I went back and reread Adrianne's MySpace blog. She says the things they talked about were from the past, and they've made progress on them. She also said that the issues their therapist is currently helping them with they did not discuss on the show. I don't know about the show itself, but on the web site they sure made it look like the discussed issues are current.
I am guessing ADD did not come into the discussion?
Ireneparalegal 09-24-2007, 06:47 PM I went back and reread Adrianne's MySpace blog. She says the things they talked about were in the past, and they've made progress on. She also said that the issues their therapist is currently helping them with they did not disucss. I don't know about the show itself, but on the web site they sure made it look like the issues are current.
I am guessing ADD did not come into the discussion?
Regarding Chris on Dr. Phil?
Regarding Chris on Dr. Phil?
Sorry. I was in a hurry before. I'll try to fix my mistakes.
Chris has ADD, and Adrianne might too. I wondered if it came into the discussion.
Ireneparalegal 09-24-2007, 10:26 PM Sorry. I was in a hurry before. I'll try to fix my mistakes.
Chris has ADD, and Adrianne might too. I wondered if it came into the discussion.
You know, I think it did. I can't recall.
Adrianne's past drug use came into play only to bring up the fact that she has her issues in life just like Chris. When Dr. Phil mentioned the "older doesn't necessarily mean wiser" issue, he stated that even though Adrianne is young, she has had to deal with many things (drug use included) in her young life.
Tweety 09-25-2007, 11:03 PM So Chris and Adrianne are back in the "spotlight" again...
A little over a year ago, some of us received a whole lot of crap from other posters here at S.O. because we predicted this marriage wouldn't last, and stated right off the bat that it was a joke to begin with...
http://www.sitcomsonline.com/boards/showthread.php?t=177837
Looking back, it seems strange that anyone could have possibly thought otherwise.
Waterston_Fan 09-26-2007, 11:27 AM So, does that mean, those who didn't think the marriage would last was right? :D
I did see an episode of I think it was My Fair Brady where Chris wanted to have surgery done to him, that only men can get but can't remember what it was... And it was like they both were saying they were right....
I read somewhere this is Chris' third marriage... Is that right?
They are still married, but some very serious problems were brought up on the Dr. Phil show. Adrianne says those problems were actuallly things they had improved on before going on to the show and that she wanted to show the progress that they had made. So technically at this point those who said it wouldn't last aren't correct, but we shall see.
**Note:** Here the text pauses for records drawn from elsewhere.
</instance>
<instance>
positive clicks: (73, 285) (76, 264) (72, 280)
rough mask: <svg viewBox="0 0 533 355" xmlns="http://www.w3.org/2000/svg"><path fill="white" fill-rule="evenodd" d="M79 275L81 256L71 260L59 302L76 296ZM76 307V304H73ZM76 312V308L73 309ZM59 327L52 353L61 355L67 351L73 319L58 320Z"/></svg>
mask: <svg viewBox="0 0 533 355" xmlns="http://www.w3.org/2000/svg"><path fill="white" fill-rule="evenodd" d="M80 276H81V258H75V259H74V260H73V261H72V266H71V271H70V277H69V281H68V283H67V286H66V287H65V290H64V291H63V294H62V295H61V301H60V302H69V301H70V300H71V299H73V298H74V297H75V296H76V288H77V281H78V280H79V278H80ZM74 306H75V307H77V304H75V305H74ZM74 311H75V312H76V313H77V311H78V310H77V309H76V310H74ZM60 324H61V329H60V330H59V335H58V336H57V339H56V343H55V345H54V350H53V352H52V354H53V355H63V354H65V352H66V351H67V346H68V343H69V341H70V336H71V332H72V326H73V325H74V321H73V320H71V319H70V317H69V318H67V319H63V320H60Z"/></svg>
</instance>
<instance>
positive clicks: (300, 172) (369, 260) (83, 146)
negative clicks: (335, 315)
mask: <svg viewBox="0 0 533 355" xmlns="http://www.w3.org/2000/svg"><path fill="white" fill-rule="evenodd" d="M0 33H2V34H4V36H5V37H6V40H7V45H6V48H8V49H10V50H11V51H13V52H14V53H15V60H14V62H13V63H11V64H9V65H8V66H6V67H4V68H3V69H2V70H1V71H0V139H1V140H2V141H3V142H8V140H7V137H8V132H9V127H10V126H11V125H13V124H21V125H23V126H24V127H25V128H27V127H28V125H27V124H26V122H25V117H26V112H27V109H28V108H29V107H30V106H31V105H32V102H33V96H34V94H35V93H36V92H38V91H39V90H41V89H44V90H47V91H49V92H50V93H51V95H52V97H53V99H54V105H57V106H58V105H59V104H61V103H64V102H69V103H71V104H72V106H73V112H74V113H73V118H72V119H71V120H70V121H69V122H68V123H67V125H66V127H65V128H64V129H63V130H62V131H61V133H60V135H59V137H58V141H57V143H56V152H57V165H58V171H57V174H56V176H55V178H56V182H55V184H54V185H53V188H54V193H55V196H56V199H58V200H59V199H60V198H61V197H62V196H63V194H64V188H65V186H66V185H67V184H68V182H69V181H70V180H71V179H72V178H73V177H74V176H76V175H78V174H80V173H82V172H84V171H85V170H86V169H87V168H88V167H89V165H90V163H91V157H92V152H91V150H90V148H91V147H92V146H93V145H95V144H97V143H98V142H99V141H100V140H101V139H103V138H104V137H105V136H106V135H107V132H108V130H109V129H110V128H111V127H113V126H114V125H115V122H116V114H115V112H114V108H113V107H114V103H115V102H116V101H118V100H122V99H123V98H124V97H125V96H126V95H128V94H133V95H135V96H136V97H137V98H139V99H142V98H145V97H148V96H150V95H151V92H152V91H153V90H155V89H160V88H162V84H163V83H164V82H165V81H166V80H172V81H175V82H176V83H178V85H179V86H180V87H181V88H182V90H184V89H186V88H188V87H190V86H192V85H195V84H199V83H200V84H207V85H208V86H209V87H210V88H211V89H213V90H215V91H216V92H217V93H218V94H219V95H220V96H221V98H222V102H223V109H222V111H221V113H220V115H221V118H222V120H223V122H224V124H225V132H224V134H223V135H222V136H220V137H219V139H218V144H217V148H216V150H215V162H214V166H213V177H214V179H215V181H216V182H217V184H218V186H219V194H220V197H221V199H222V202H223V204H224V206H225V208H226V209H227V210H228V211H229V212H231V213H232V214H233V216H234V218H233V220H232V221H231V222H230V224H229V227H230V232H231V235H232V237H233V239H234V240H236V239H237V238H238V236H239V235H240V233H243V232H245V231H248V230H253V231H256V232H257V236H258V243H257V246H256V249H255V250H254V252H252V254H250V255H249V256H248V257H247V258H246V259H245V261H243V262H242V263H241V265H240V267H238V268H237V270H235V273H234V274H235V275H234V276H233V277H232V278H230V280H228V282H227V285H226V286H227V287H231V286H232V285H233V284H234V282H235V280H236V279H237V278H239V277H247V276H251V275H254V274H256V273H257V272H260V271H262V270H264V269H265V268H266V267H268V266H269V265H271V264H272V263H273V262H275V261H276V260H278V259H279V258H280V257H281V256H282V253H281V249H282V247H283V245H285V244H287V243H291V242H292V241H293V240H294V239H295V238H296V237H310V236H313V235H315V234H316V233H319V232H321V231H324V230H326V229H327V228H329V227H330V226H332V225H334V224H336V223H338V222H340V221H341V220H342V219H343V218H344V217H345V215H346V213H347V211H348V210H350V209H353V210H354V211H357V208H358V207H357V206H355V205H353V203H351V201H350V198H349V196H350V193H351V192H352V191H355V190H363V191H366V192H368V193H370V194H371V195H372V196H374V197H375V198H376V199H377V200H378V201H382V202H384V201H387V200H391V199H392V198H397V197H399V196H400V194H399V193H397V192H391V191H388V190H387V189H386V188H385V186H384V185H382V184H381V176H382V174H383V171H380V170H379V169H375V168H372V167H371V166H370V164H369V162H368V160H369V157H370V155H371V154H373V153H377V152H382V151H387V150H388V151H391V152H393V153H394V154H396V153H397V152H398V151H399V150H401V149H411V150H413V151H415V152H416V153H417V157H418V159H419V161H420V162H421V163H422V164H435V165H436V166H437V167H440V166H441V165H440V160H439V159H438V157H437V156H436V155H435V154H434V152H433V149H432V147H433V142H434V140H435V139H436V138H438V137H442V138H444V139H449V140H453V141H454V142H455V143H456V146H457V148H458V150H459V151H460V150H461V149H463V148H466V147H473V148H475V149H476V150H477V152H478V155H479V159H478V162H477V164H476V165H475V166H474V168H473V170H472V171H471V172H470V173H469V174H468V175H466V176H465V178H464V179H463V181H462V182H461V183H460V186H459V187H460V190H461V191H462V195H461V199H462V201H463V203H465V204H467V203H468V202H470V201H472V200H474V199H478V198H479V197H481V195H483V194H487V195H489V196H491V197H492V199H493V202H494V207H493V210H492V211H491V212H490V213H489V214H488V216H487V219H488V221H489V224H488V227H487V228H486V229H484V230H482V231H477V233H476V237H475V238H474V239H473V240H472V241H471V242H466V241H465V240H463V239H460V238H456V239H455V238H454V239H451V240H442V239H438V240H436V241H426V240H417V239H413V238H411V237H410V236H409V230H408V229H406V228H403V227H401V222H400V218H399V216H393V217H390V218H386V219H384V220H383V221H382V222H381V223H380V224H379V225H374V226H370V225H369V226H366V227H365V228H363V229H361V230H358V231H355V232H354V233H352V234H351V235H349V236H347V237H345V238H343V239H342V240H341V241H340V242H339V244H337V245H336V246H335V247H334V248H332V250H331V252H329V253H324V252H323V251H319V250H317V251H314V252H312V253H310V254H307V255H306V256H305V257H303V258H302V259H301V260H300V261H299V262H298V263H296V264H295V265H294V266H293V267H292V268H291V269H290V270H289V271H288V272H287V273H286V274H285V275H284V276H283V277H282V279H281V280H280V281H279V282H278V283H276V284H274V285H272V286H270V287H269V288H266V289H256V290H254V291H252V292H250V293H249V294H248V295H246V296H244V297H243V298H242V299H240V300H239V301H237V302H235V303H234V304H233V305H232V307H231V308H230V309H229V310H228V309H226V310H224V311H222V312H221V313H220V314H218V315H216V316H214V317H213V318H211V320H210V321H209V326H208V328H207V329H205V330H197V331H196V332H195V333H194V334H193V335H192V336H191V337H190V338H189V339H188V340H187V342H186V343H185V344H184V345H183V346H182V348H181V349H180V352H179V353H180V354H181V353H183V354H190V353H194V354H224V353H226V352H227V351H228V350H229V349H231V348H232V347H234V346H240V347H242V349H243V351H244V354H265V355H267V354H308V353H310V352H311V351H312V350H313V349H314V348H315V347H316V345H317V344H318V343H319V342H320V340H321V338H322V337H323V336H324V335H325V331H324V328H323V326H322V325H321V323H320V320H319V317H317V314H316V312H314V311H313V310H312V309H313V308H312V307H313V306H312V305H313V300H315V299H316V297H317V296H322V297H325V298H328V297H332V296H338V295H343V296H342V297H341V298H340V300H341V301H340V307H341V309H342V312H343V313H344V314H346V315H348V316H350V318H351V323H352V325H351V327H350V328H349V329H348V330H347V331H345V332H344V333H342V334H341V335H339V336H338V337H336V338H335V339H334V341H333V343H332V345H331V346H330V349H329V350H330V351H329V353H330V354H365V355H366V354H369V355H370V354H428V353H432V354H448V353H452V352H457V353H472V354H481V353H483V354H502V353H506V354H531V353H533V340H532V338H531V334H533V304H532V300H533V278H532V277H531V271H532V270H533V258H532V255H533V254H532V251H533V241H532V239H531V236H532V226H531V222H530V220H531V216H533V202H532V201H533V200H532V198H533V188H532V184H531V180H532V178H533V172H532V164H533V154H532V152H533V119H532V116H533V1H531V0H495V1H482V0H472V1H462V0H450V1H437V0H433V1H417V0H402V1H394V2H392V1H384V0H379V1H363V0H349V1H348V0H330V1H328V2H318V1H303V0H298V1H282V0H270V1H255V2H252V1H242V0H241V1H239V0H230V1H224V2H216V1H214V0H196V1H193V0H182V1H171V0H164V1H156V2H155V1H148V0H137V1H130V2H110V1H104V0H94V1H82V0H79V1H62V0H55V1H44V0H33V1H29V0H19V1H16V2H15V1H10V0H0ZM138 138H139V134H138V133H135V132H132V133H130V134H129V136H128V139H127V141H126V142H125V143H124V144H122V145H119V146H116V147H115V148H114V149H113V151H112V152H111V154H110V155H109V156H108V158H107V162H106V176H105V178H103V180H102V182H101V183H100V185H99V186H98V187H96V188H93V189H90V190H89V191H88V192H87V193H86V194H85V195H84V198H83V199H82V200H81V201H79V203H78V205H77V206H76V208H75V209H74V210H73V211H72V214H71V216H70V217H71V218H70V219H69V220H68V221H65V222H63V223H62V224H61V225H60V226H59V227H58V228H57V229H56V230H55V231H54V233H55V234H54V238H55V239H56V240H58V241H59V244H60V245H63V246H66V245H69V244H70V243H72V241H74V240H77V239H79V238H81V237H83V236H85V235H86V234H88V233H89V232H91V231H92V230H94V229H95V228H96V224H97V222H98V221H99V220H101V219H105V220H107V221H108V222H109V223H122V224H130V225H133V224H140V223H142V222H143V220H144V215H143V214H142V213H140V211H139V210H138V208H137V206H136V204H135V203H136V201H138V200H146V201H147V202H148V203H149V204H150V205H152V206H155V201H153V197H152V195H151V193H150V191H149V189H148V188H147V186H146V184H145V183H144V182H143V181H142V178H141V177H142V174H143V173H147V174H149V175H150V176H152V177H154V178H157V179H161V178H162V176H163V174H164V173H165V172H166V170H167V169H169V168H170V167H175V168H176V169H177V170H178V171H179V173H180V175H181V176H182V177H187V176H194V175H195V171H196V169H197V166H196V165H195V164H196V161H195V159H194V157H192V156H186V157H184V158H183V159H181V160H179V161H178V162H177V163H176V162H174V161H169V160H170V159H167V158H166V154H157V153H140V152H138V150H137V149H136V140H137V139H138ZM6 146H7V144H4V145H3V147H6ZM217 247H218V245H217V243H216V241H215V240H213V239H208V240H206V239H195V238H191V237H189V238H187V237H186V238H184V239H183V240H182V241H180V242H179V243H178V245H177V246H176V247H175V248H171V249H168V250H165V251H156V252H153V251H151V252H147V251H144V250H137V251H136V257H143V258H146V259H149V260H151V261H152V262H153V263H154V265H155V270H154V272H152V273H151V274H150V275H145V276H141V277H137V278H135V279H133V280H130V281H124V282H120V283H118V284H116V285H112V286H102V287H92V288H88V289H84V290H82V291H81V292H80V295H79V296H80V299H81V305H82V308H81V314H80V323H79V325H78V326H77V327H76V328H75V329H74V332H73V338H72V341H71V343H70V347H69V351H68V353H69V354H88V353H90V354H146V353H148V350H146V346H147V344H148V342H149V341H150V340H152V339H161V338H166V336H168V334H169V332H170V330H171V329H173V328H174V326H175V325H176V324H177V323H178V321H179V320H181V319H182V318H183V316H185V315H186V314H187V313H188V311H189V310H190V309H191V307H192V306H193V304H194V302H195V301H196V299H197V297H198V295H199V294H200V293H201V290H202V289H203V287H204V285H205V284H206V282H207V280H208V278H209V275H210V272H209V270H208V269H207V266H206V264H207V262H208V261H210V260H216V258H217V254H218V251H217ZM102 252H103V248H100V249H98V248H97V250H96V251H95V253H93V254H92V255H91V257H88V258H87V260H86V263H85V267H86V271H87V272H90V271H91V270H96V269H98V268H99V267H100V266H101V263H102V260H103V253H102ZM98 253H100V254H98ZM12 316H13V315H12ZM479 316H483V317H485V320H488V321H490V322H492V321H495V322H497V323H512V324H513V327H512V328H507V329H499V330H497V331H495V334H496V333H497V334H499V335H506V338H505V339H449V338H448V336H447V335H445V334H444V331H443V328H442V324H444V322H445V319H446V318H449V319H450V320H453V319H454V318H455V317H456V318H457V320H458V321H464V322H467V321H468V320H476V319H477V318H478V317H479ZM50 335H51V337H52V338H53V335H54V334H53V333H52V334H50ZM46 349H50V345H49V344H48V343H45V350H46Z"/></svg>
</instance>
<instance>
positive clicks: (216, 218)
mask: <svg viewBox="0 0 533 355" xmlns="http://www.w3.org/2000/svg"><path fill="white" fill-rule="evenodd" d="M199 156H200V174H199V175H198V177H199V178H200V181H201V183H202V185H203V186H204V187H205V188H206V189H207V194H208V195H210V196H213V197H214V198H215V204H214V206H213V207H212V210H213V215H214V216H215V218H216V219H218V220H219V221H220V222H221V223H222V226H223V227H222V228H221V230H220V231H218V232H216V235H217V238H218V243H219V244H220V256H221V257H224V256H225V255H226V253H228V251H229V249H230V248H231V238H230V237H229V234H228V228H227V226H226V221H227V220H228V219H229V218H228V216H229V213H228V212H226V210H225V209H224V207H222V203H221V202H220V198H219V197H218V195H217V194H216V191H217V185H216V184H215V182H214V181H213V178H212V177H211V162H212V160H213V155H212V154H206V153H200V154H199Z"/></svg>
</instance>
Yes, this is his third marriage.
Ireneparalegal 09-26-2007, 02:42 PM As I had stated, they definitely had issues while dating/living together but I did also say I hoped they worked things out and that their marriage would last. I said this before they got married. I am glad to see they are at least getting private therapy for their problems. That is the first step to trying to figure out how to deal with issues.